Serving with Cultural Humility

This guest post by Silvia Austerlic originally appeared on Medium.

The question is, how big is your ‘we’? ~Beatrice Bruteau 

In the midst of the shifts and unfolding world events, it is vital to address how to build a future that includes everyone and how we can build community through diversity. As humanity wakes up to our essential interconnectedness, it is crucial to become aware of what stands in the way of navigating differences and connecting across cultures. It is essential to address the increasing inequalities, upheaval, chaos, and rhetoric of division. Narrow ways of approaching diversity and dealing with conflict challenge us to understand our role in making come true this dream of bridging differences for the sake of cultural diversity, social justice, and world equity.

So where and how do we begin to take care of this Earth Planet, and all the living beings that call it home? What does it mean to “build community through diversity,” and what would that look like? We all want to be part of the solution. We want to do something. However, these are times when good intentions are not enough. In fact, at times doing is not really what is needed; especially when it comes from a place of not really knowing “The Other/s,” nor exactly what they need and want. A doing that comes from fear and reactivity, or from our need to feel good, might help to briefly alleviate our own anxiety. But without being clear about our own motivations nor establishing solid common ground with diverse others, our actions may end up being more of a band-aid that deals with symptoms, while failing to address root causes or meeting real needs.
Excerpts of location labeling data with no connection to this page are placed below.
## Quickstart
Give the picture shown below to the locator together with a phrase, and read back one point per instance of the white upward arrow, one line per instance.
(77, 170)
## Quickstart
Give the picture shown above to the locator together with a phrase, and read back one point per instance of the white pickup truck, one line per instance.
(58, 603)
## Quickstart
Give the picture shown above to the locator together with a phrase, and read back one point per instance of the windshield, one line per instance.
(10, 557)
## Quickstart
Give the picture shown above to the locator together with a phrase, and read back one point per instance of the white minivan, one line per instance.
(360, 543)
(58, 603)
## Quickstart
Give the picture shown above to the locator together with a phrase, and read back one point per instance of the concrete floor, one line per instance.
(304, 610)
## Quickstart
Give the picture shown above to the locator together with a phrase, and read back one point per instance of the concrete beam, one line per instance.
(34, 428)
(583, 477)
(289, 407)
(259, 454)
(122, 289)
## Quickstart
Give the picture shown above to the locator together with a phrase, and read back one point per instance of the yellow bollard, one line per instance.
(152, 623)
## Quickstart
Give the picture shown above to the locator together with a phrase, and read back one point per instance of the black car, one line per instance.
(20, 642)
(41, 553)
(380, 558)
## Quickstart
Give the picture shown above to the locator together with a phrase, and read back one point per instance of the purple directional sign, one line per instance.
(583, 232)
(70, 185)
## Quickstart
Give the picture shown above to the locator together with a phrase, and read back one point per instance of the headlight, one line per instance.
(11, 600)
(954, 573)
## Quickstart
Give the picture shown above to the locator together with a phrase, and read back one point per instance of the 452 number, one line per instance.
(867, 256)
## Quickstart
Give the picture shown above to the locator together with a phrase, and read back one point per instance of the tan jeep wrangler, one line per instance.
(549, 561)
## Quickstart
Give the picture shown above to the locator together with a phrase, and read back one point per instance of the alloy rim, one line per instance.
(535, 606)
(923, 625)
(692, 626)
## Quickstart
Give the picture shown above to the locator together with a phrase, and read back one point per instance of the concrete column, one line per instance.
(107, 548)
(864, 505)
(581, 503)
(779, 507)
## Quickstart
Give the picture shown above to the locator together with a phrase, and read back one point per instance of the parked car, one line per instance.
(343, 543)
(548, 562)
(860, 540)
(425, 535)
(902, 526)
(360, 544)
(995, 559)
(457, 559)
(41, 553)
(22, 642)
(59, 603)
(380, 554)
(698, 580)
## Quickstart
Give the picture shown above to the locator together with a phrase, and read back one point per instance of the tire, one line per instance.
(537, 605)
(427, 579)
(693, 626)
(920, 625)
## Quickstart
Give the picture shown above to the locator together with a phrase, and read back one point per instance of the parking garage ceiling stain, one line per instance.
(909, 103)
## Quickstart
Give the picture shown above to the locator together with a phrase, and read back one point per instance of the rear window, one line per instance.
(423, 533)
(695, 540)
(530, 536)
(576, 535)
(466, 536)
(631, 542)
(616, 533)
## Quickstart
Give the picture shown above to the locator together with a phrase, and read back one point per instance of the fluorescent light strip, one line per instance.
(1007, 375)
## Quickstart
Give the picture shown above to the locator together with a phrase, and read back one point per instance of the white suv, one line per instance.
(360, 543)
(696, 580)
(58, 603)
Photo by Rod Waddington from Kergunyah, Australia – Helping Hands, Adigrat, Ethiopia, CC BY-SA 2.0.

Service is a word whose meaning may differ depending on the cultural context, one’s life experience, or role in society. In this essay, I refer to service in two main ways. On one hand, service is a personal calling born out of a profound longing to participate and contribute to the greater good, in ways that help alleviate suffering. On the other hand, it is a caring relationship involving two parties in different roles, a “service provider” who offers care, and the one for whom the service or care helps to “meet a need.” 

In my view, service is a call to show up and be there for others in a way that provides care, facilitates healing, and restores wholeness. At best, true serving brings respect, honor, and dignity to both sides of the service relationship—to both service providers and those who are served. But how are we to accomplish this? In particular, how do we serve diverse others, when we don’t know who they are, what their values are, what they deeply need and want?

Diversity means understanding that each individual is unique, with differences shaped by race, ethnicity, gender, sexual orientation, socio-economic status, age, physical abilities, religious beliefs, political beliefs, or other ideologies. Embracing diversity requires naming and acknowledging differences; because what is beneficial for some groups and cultures might not be beneficial, or might even be detrimental for others. For instance, the “self-made/do-it-yourself” mantra of Western cultures often goes against the collective identity and common interests that are more important for indigenous cultures. So as people who are interested in serving in a culturally sensitive manner, we name differences not to create more separation nor “us versus them,” but to bring in respect and dignity, and help bridge them.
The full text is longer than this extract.